E vem de novo construindo uma realidade paralela.

"Agora, o que acontece, eu não posso extrapolar. Isso que alguns querem que a gente extrapole. Eu estou junto com os meus 23 ministros. Você pega da Damares ao Braga Netto, todos os 23, praticamente conversados sobre isso aí, o que fazer se um caos generalizado se implantar no Brasil, pela fome. Pela maneira covarde, como alguns como alguns querem impor, estão essas medidas restritivas pro povo ficar dentro de casa".

Pode não valer a pena escutar tudo o que fala o capitão.

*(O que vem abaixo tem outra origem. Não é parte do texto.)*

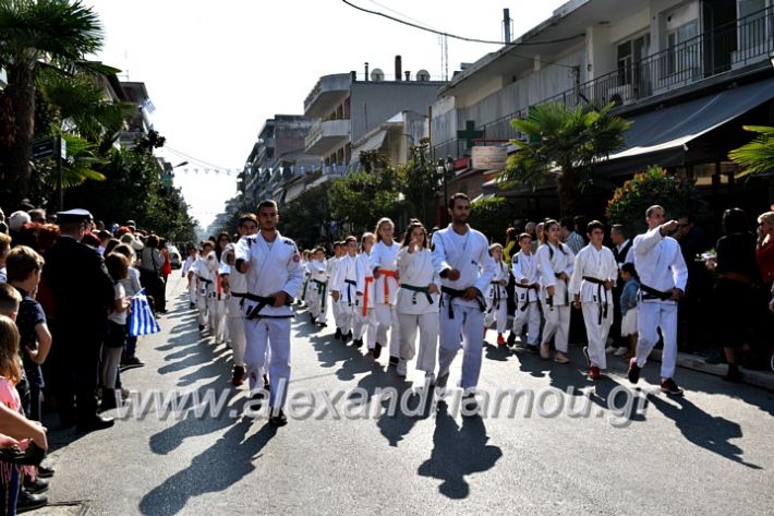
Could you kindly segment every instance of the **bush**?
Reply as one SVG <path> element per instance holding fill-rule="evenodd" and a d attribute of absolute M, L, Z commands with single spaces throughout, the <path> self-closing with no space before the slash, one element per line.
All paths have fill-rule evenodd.
<path fill-rule="evenodd" d="M 471 206 L 470 226 L 491 242 L 505 243 L 505 231 L 517 213 L 516 203 L 505 197 L 482 199 Z"/>
<path fill-rule="evenodd" d="M 624 225 L 630 236 L 639 235 L 648 229 L 645 211 L 654 204 L 664 206 L 666 216 L 672 218 L 690 214 L 701 221 L 709 214 L 693 181 L 650 167 L 615 191 L 607 203 L 607 219 L 610 225 Z"/>

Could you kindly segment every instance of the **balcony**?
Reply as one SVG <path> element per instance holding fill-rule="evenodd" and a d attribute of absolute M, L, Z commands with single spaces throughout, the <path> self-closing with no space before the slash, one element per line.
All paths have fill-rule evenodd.
<path fill-rule="evenodd" d="M 580 84 L 547 101 L 627 105 L 760 63 L 774 51 L 774 5 Z M 487 135 L 488 136 L 488 135 Z"/>
<path fill-rule="evenodd" d="M 319 77 L 304 100 L 304 116 L 323 118 L 349 96 L 352 77 L 349 73 L 336 73 Z"/>
<path fill-rule="evenodd" d="M 350 120 L 318 120 L 304 140 L 304 152 L 315 156 L 330 154 L 350 141 L 351 131 Z"/>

Mas, sentado na cadeira mais importante do país, é de presumir que compreenda o mínimo sobre a função e o simbolismo do seu papel.

Mas ele não se emenda e, nas barbas da CPI da Pandemia, continua prescrevendo:

"Tomei cloroquina num dia às 5 da tarde, no outro dia às 10 da manhã estava bom".

"Montão de gente tomando ivermectina".

"O mercado da vacina é bilionário. O que não falta em Brasília é lobista".

"Nós começamos a vacinar em janeiro. Alguns poucos países começaram em dezembro. Então nós estamos bem. Temos 40 milhões de doses distribuídas. Tirando os países que fabricam tudo, toda a cadeia da vacina, nós estamos em primeiro lugar".

"Vamos chegar logo à imunidade de rebanho. Aí volta à normalidade".

"Não justifica o lockdown".

E mais uma pérola: Fogo na Amazônia. "Amazônia não pega fogo, é úmida".

Então tá. Cloroquina, Amazônia preservada e Exército na rua. Então tá.